The Indian Government has consistently strived to create a nurturing environment for new and growing businesses. The introduction of the Goods and Services Tax was one such drastic reform which created a uniform tax infrastructure and brought semblance as well as created a wider tax base for the country.

The improvement in the economic sector also impacted the infrastructure and financial sector which in turn drastically helped in increasing the M&A activity in the country to $77.6 billion (an increase of 53.3%). It also gave an impetus to Private Equity deals which reached a whopping $24.4 billion. This change has led to more confidence in investors which can be witnessed in India’s improved rank in the World Bank’s ‘ease of doing business’ index. Today the country is among the top 100 countries for investments.

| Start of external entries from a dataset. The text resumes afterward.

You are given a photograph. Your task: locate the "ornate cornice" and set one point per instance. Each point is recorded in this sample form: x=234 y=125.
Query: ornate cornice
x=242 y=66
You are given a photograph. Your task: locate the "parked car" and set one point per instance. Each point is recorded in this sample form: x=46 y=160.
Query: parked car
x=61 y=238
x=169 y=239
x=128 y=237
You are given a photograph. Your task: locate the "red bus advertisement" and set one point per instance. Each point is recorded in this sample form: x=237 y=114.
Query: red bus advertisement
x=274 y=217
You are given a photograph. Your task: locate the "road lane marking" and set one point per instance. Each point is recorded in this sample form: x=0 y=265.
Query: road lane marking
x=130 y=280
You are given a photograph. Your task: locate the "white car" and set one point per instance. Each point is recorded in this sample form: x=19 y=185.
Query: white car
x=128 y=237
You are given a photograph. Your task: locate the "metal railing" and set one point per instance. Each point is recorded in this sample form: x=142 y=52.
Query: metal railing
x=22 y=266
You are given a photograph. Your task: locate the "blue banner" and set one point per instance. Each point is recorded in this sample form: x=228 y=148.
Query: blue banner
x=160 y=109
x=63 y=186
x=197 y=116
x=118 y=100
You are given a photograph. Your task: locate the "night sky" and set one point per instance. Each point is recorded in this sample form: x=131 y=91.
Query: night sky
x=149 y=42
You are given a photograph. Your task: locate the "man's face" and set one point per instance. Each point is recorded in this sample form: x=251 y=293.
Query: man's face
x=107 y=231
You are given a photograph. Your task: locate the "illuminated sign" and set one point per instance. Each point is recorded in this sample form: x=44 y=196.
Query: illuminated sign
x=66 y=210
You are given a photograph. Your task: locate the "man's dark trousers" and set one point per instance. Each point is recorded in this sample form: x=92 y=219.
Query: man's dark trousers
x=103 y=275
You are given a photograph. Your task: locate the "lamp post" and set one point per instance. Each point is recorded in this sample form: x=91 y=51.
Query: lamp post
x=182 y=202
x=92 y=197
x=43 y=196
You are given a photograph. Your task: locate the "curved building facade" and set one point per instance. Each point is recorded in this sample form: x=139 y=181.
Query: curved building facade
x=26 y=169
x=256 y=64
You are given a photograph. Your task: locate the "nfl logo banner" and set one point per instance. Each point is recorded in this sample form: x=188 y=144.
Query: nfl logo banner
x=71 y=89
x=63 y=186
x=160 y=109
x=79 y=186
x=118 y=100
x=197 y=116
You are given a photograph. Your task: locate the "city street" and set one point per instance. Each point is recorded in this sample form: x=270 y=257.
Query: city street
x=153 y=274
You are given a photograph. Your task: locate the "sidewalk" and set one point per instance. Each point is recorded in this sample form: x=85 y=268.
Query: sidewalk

India has been a preferred investment destination all through 2017 and the trend continues in 2018. The country recorded a total deal value of $26.4 billion in the last year; which is the highest in the last 10 years. This was an increase of 60% in deal value in comparison to the last year. The industries which contributed to this growth included consumer tech and banking, financial services and insurance sectors aggregating to more than 50% of the entire deal value in 2017. Some of the biggest deals in this respect were Flipkart, Ola Cabs and Paytm. Driving the investment sector in the country, these deals were instrumental in creating a conducive environment in the country.

As the number of active players in Private Equity increased, especially institutional investors; it also led to an increase in the number of interested players in the market from 474 in 2014-15 to 491 during the 2015 – 16 period. The trend of rising private equity has also given rise to the number of participating funds thus drastically increasing competition. Among the competition, one can see a rise in LPs investing directly in the Indian Market. Even though the trend seems to be positive, it is forecasted that this year, ie 2018 will see a slow-down in this sector.

As the Government continues to build a more secure and transparent financial infrastructure in the country, one can expect a rise in domestic as well as foreign business activities this year. 2018 has had a promising start and one expects private equity will continue to grow while the government continues to strengthen the framework through policies and reforms.